Introduction and overview

Introduction and overview

This quality standard covers the diagnosis and management of lung cancer in adults (18 years and over), and the supportive care provided to people with lung cancer.


There are more than 40,000 new cases of lung cancer in the UK each year and more than 35,000 people die from the condition; more than for breast cancer and colorectal cancer combined. It is the second commonest cancer in men and women, and the leading cause of cancer death in men and women.

About 90% of lung cancers are caused by smoking. Now that fewer men smoke, lung cancer deaths in men have decreased by more than a quarter in the UK (a 27% reduction between 1971 and 2006). However, the number of women who smoke has risen and deaths from lung cancer in women have increased. The incidence of lung cancer in England and Wales is believed to be 47.4 per 100,000 population, and is strongly associated with deprivation; the rate is almost 2.5 times higher in most deprived male groups compared with the least deprived and 3 times greater among women.

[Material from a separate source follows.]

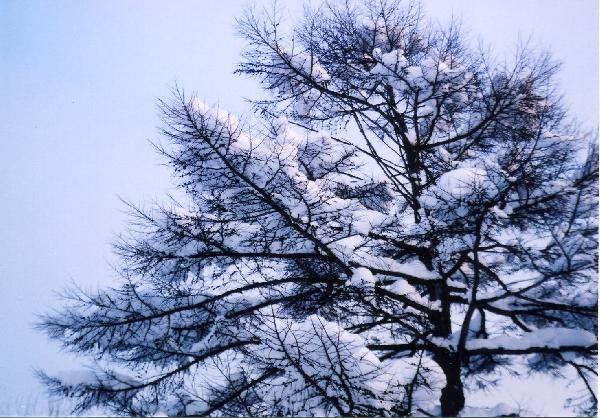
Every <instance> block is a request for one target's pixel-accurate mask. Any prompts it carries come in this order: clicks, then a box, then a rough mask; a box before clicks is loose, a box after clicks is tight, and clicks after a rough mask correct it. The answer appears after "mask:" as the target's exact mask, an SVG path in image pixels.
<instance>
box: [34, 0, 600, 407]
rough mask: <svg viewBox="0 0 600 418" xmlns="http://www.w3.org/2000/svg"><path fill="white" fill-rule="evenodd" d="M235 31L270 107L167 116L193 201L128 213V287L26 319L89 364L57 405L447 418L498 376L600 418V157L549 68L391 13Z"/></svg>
mask: <svg viewBox="0 0 600 418" xmlns="http://www.w3.org/2000/svg"><path fill="white" fill-rule="evenodd" d="M239 31H240V33H241V34H242V35H243V36H244V37H245V38H246V39H247V40H248V48H247V50H246V52H245V54H244V56H243V60H242V62H241V64H240V65H239V68H238V72H239V73H240V74H243V75H250V76H253V77H255V78H257V79H258V80H259V82H260V83H261V85H262V86H263V87H264V89H265V92H266V94H265V98H263V99H260V100H256V101H254V102H253V105H252V113H251V114H250V115H247V116H246V117H244V118H241V119H238V118H237V117H235V116H233V115H231V114H229V113H227V112H225V111H224V110H222V109H219V108H217V107H211V106H209V105H206V104H204V103H202V102H201V101H200V100H198V98H197V97H195V96H193V95H192V96H188V95H187V94H186V93H184V91H183V90H181V89H176V90H175V91H174V92H173V96H172V97H171V98H169V99H165V100H161V101H160V106H159V107H160V114H161V116H162V130H161V132H162V135H163V138H164V140H163V141H162V142H161V143H157V145H156V147H157V149H158V150H159V152H160V153H161V154H162V155H164V156H165V158H166V160H167V161H168V163H169V164H170V166H171V167H172V169H173V171H174V173H175V174H176V176H177V179H178V185H179V187H180V190H181V191H183V192H184V193H183V195H184V196H185V197H184V198H182V199H178V200H177V201H173V202H172V203H171V204H170V205H164V206H157V207H154V208H152V209H151V210H147V211H144V210H141V209H139V208H136V207H134V206H131V212H132V221H131V224H130V228H129V233H127V234H124V235H123V237H122V239H121V240H120V241H118V242H117V243H116V244H115V251H116V252H117V254H118V255H119V256H120V258H121V260H122V265H121V270H120V273H121V277H122V280H121V286H120V287H115V288H109V289H103V290H98V291H95V292H82V291H79V290H73V291H70V292H69V293H68V294H67V297H68V299H69V302H68V303H67V305H66V306H65V308H63V309H62V310H58V311H57V312H55V313H51V314H48V315H47V316H44V317H43V318H41V320H40V323H39V327H40V328H41V329H43V330H44V331H45V332H46V333H47V334H48V335H49V336H50V337H52V338H54V339H56V340H59V341H60V342H62V344H64V346H65V347H67V348H69V349H71V350H73V351H75V352H77V353H81V354H84V355H86V356H88V357H89V358H90V359H94V362H93V365H92V366H91V367H90V368H89V369H88V370H86V371H81V372H77V373H62V374H58V375H54V376H48V375H46V374H44V373H40V375H41V376H42V378H43V379H44V380H45V381H46V383H47V384H48V385H49V387H50V389H51V390H52V391H54V392H55V393H62V394H65V395H67V396H72V397H74V398H76V399H77V402H78V406H79V409H80V410H84V409H86V408H89V407H92V406H100V407H105V408H109V409H110V410H111V411H112V412H113V413H117V414H135V415H153V414H159V413H166V414H168V415H236V416H237V415H254V416H256V415H319V416H325V415H344V416H349V415H362V416H365V415H379V416H397V415H415V414H421V415H422V414H425V415H440V414H441V415H444V416H452V415H458V414H459V413H461V411H462V413H464V414H468V409H467V408H468V405H467V406H465V391H467V390H477V389H481V388H484V387H485V386H487V385H489V384H492V383H493V382H494V381H495V380H498V379H499V378H500V376H501V373H502V372H503V371H506V370H508V371H518V370H527V371H534V372H540V373H555V374H559V373H561V372H563V371H565V370H567V369H568V368H570V369H572V370H573V373H572V374H573V375H576V376H577V377H578V378H579V379H580V383H579V386H578V387H580V388H581V389H582V392H581V393H578V394H577V395H576V397H575V398H574V402H573V406H575V407H578V408H580V411H583V412H585V413H593V411H595V408H596V395H595V389H594V388H595V378H596V373H597V372H596V353H597V331H596V322H597V279H596V275H597V267H598V266H597V217H596V215H597V194H598V191H597V181H598V177H597V174H598V153H597V147H596V145H595V140H594V139H593V138H590V136H589V135H585V134H582V133H581V132H580V131H579V130H578V129H577V126H576V125H575V124H573V123H569V120H568V119H567V115H566V112H565V109H564V106H563V104H562V102H561V97H560V95H559V94H558V93H557V92H556V82H555V80H554V76H555V74H556V72H557V70H558V65H557V64H556V63H555V62H554V61H553V60H552V58H551V57H550V55H549V54H547V53H537V52H535V51H532V50H530V49H527V48H520V49H518V51H517V53H516V54H515V56H514V57H513V58H512V59H510V60H506V61H499V60H497V59H493V58H492V57H490V56H489V54H486V53H484V52H482V51H481V50H479V49H476V48H473V47H472V45H470V44H469V43H468V42H467V39H465V37H464V36H463V35H462V33H461V31H460V30H459V27H458V26H457V25H454V24H452V25H450V26H448V27H444V28H438V27H435V26H433V25H431V24H427V22H425V21H424V19H423V17H422V15H421V11H420V8H419V6H418V4H415V3H404V2H396V1H383V0H382V1H372V2H362V3H357V4H354V3H350V2H348V3H338V2H331V3H325V4H323V5H321V6H320V7H318V8H316V9H314V10H309V9H307V11H306V13H305V16H304V18H303V20H302V21H301V22H300V23H299V24H298V25H297V26H296V27H295V28H294V29H293V30H292V31H291V32H289V31H288V32H286V31H284V30H283V26H282V24H281V22H280V20H279V19H278V18H277V16H276V14H259V13H253V12H248V13H247V14H246V15H245V17H244V18H242V19H241V20H240V21H239ZM565 373H566V372H565ZM492 406H493V405H490V409H489V410H488V411H487V413H490V414H492V415H493V414H496V415H501V414H506V413H512V412H514V411H505V410H503V409H502V408H492ZM481 413H482V412H481V411H479V415H481Z"/></svg>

The prognosis for lung cancer is poor, with a mortality rate of 40.1/100,000 population and only 1 in 10 people living for more than 5 years after diagnosis. The prevalence reflects this poor prognosis with an estimate of 65,000 individuals living with lung cancer in 2008. Only about 5.5% of lung cancers are currently cured. Although the cure rate is rising slowly, the rate of improvement has been slower than for other common cancers, and outcomes in the UK are worse than those in some European countries and North America. There is evidence that outcomes vary within the UK, which, among other factors, may be explained by variations in the standard of care.

Lung cancer has one of the lowest survival outcomes of any cancer because over two‑thirds of patients are diagnosed at a late stage when curative treatment is not possible. Earlier diagnosis and referral to specialist teams would make a significant difference to survival rates. Many of the patients are elderly with co‑existing comorbid problems making them unfit for radical treatment but new surgical techniques may enable more patients with complex medical problems to benefit from surgery.

This quality standard describes markers of high‑quality, cost‑effective care that, when delivered collectively, should contribute to improving the effectiveness, safety and experience of care for people with lung cancer in the following ways:

  • Preventing people from dying prematurely.

  • Enhancing quality of life for people with long‑term conditions.

  • Helping people to recover from episodes of ill health or following injury.

  • Ensuring that people have a positive experience of care.

  • Treating and caring for people in a safe environment and protecting them from avoidable harm.

The NHS Outcomes Framework 2011/12 is available.


The quality standard for lung cancer requires that services should be commissioned from and coordinated across all relevant agencies encompassing the whole lung cancer care pathway. An integrated approach to provision of services is fundamental to the delivery of high-quality care to people with lung cancer.